Determining the source of pain and the timeline for healing.
If you’re reading this section you are probably experiencing pain. I’d first like to say that I’m sorry you’re hurting. This page will be dedicated to informing on the different types and causes of pain; to create sections for fixing the myriad pain sources would and has taken up entire tomes full of knowledge. Rest assured that when we begin a plan towards healing, you will understand your responsibilities, my responsibilities, and what our path and timeline looks like.

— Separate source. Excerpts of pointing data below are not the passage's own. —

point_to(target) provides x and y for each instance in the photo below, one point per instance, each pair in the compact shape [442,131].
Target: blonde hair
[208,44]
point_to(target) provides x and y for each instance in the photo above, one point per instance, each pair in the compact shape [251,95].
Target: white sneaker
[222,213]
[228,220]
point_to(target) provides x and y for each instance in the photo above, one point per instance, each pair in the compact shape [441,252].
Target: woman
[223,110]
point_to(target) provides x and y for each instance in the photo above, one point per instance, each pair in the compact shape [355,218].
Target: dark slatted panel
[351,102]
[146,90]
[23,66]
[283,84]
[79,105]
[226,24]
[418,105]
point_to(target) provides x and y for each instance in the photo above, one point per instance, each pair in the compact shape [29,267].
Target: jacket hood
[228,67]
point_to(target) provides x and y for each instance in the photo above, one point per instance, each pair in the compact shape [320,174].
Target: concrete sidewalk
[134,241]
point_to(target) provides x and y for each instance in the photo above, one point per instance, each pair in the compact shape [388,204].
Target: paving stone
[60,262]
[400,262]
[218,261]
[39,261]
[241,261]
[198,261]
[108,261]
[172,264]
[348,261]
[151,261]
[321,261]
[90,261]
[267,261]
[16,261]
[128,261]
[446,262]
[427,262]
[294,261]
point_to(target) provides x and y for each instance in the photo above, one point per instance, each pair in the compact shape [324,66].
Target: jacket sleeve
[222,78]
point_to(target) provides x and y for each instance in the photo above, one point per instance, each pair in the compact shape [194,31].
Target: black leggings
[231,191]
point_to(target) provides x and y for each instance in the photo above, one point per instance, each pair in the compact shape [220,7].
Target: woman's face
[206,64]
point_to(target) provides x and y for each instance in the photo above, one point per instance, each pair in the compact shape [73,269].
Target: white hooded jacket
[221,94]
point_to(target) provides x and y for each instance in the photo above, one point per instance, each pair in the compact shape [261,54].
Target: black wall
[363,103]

The most common types of pain, at least in the Western world, are related to chronic conditions. Namely: attrition, overuse, and postural distortions. This article explains muscle tissue health and attempts to draw an analogy most can relate to. The main thrust is that almost all pain in our bodies that isn’t acute or from impact or sudden injury comes from wear and tear on the muscles and tendons, and creates knots, trigger points, microstrains, fascial adhesions, and spasms. This concept extends to joint pain, because a joint requires a certain amount of space to operate freely and smoothly. When muscles that cross that joint shorten, they create a cramped environment for the inner workings of a knee or shoulder joint, for example.
The good news is that muscle tissue health can be almost completely restored! Improving the muscle health, through deep tissue massage (removing the knots, scar tissue, and fascial adhesions) and proper strength training (bringing weak muscles up to balance the strong ones), resolves the muscular, tendinous, and joint pain.
Healing injuries with massage and light, healthy movement.
After an acute injury – be it a car accident, a hamstring tear, a knee or shoulder dislocation, or falling down the stairs – the immediate concern is limiting the length of down-time and the accompanying compensation patterns that will emerge when a body in pain is forced to move around the pain. Kinesiotape can help with bruising and lymphatic (swelling) drainage, as can ice and gentle movement (guided or otherwise). Meanwhile massage can help turn off neighboring muscle spasms attempting to guard the injured area. From there, light, healthy movement coupled with massage can help the inflammation work its way out of a body most quickly while mitigating the cascade effect (compensatory movement) that often happens after a trauma.
For example, after an ACL tear many muscles around the knee (vastus medialis, rectus femoris, etc.) will spasm and guard far more than is healthy and for far longer after the initial tear than they should. This hypertonicity will cause cramped joint space in the knee, referred pain up and down the leg, and a generally exaggerated feeling of instability and vulnerability. While surgery will almost certainly be required for the ACL, the steps taken regarding the muscles around the injured site can greatly enhance or greatly detract from the healing process, the quality of the leg and subsequent movement post surgery, and downtime. Using “exercises to strengthen the muscles around the leg” is what’s typically recommended. This couldn’t be more inappropriate since they are already in spasm. The task instead is to use deep tissue bodywork to turn off the overly guarded muscles and to encourage smooth and unguarded movement patterns until the surgery.